ATAD3B partner proteins based on SILAC analysis

Mitochondrial translation associated proteins
    MRPs 35 mitochondrial ribosomal proteins (20 MRPL, 15 MRPS)
    PTCD3 Pentatricopeptide repeat-containing protein 3
    FASTKD2 FAST kinase domain-containing protein 2
    CRIF1 Growth arrest and DNA damage-inducible proteins-interacting protein 1
    GTPBP10 GTP binding protein 10; Protein obg homolog 2
    ATAD3A ATPase family AAA domain-containing protein 3A
    OXA1 Mitochondrial inner membrane protein OXA1L
Nucleoid-interacting proteins
    DHX30 Putative ATP-dependent RNA helicase DHX30
    LRP130 Leucine-rich PPR motif-containing protein; LRPPRC
    DNAJA3 (TID1) DnaJ homolog subfamily A member 3, mitochondrial
    HADHA Trifunctional enzyme subunit alpha

The proteins listed were identified in SILAC experiments as the most likely protein partners of ATAD3B, based on mass spectrometry of affinity captured ATAD3B.Flag.StrepII (see main text and Supplementary Table S3). Two chaperones that were also found associated with mtGFP (Supplementary Figure S3-A) were disregarded.

A SILAC experiment using ATAD3A as the bait protein also yielded many components of the 55S ribosome (Table 3 and Supplementary Table S4). Forty-five of the top 54 proteins were 55S ribosome components (including ICT1), and 65 MRPs achieved a better than 2:1 ratio (Supplementary Table S4), accounting for ∼80% of the mitochondrial ribosome. Although both 28S and 39S subunits were well represented, there was a bias towards the large subunit: the first 31 proteins on the list included 23 components of the 39S subunit, whereas the highest scoring protein of the 28S subunit was 32nd on the list (Supplementary Table S4). This bias suggests that ATAD3A interacts (directly or indirectly) with the 39S subunit, as opposed to the 28S subunit. This detail aside, the mitochondrial ribosome is the prime candidate partner of both ATAD3A and ATAD3B (Table 4).

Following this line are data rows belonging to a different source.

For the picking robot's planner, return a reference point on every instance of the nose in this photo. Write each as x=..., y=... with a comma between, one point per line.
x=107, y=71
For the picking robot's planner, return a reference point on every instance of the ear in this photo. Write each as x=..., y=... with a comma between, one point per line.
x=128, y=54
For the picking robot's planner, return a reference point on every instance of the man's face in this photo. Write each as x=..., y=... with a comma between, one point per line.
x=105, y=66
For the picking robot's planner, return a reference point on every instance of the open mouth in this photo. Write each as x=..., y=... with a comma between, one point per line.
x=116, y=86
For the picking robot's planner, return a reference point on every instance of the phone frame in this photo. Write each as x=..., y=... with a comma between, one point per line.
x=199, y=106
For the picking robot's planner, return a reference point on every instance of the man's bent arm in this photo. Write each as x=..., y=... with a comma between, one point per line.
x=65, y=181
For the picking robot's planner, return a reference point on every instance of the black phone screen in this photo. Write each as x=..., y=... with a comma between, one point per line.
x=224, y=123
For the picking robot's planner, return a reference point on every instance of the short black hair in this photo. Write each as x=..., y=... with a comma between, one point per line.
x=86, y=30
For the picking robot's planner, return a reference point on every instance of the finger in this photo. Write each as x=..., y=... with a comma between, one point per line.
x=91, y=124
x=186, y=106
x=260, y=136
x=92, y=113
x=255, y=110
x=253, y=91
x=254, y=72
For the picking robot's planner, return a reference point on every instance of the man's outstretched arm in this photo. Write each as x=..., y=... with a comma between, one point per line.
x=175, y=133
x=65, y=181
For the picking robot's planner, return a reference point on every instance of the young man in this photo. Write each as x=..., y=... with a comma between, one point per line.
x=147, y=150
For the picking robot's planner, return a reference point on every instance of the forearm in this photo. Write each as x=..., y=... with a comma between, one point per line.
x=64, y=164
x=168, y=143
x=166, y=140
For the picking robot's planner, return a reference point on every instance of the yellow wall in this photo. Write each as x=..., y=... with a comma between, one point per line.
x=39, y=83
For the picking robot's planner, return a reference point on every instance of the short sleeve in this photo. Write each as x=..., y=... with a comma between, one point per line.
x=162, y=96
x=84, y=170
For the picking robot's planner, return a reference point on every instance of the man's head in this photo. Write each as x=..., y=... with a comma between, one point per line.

Of the other proteins co-purifying with recombinant ATAD3A (Table 3 and Supplementary Table S4), GTPBP5 and GTPBP10 rise to seventh and ninth on the list of candidate protein partners of ATAD3A, respectively, if the mitochondrial ribosomal proteins are conflated as the 55S ribosome, rather than being scored individually. GTPBP10 was also a candidate partner of ATAD3B (Table 4), and GTPBP5 is another homologue of the Era/Obg family (29), as is the proposed 28S assembly factor, ERAL1 (21), which was also among the potential partners of ATAD3A (Table 3 and Supplementary Table S4). A fourth member of the family, C4orf14 associates specifically with the 28S subunit (see accompanying article). Thus, it appears that at least four members of the Era/Obg family (GTPBP5/OBGH1, GTPBP10/OBGH2, ERAL1 and C4orf14) have been retained in eukaryotes to enable translation of proteins in mitochondria.

Table 3.

ATAD3A partner proteins based on SILAC analysis

Proteins with links to mitochondrial translation or RNA metabolism
    MRPs 69 mitochondrial ribosomal proteins (41 MRPL, 28 MRPS)
    MRP63 mitochondrial ribosomal protein 63
    ICT1 Peptidyl-tRNA hydrolase ICT1, mitochondrial
    ARL2 ADP-ribosylation factor-like protein 2
    GTPBP5 GTP-binding protein 5;Protein obg homolog 1
    GTPBP10 GTP binding protein 10; Protein obg homolog 2
    IARS2 Isoleucine–tRNA ligase
    PTCD3 Pentatricopeptide repeat-containing protein 3
    RPUSD4 RNA pseudouridylate synthase domain-containing protein 4
    NUBPL Nucleotide-binding protein-like
    ERAL1 Conserved ERA-like GTPase
    TUFM Mitochondrial elongation factor Tu
    CRIF1 Growth arrest and DNA damage-inducible proteins-interacting protein 1
    FASTKD5 FAST kinase domain-containing protein 5
    DDX28 Mitochondrial DEAD box protein 28;probable ATP-dependent RNA helicase
    TRUB2B Probable tRNA pseudouridine synthase 2
    LRP130 Leucine-rich PPR motif-containing protein; LRPPRC
    MTERFD1 mTERF domain-containing protein 1
    GUF1 GTP-binding protein GUF1 homolog
    POLRMT Mitochondrial DNA-directed RNA polymerase
    MRPP3 Mitochondrial ribonuclease P protein 3
    METT11D1 Methyltransferase 11 domain-containing protein 1
    PHB2 Prohibitin 2;BAP37
Proteins with links to lipid metabolism
    STARD9 StAR-related lipid transfer protein 9
    HADHA Trifunctional enzyme subunit alpha
    HADHB Trifunctional enzyme subunit beta
    SLC25A1 Tricarboxylate transport protein
    SC2 trans-2,3-enoyl-CoA reductase
    SPTLC1 Serine palmitoyltransferase 1

The proteins listed were identified in one SILAC experiment as the most likely protein partners of ATAD3A, based on mass spectrometry of affinity captured ATAD3A.Flag.StrepII (see main text and Supplementary Table S4). The proteins are grouped by known or inferred function. The complete list of proteins appears in Supplementary Table S4.

Table 4.

Shared candidate partner proteins of ATAD3A and ATAD3B

MRPs Mitochondrial ribosomal proteins (69 for ATAD3A, 35 for ATAD3B)
PTCD3 Pentatricopeptide repeat-containing protein 3
GTPBP10 GTP binding protein 10; Protein obg homolog 2
CRIF1 Growth arrest and DNA-damage-inducible proteins-interacting protein 1
LRP130 Leucine-rich PPR motif-containing protein; LRPPRC
DNAJA3 (TID1) DnaJ homolog subfamily A member 3, mitochondrial
HADHA Trifunctional enzyme subunit α

The list is conflated from Supplementary Tables S3 and S4.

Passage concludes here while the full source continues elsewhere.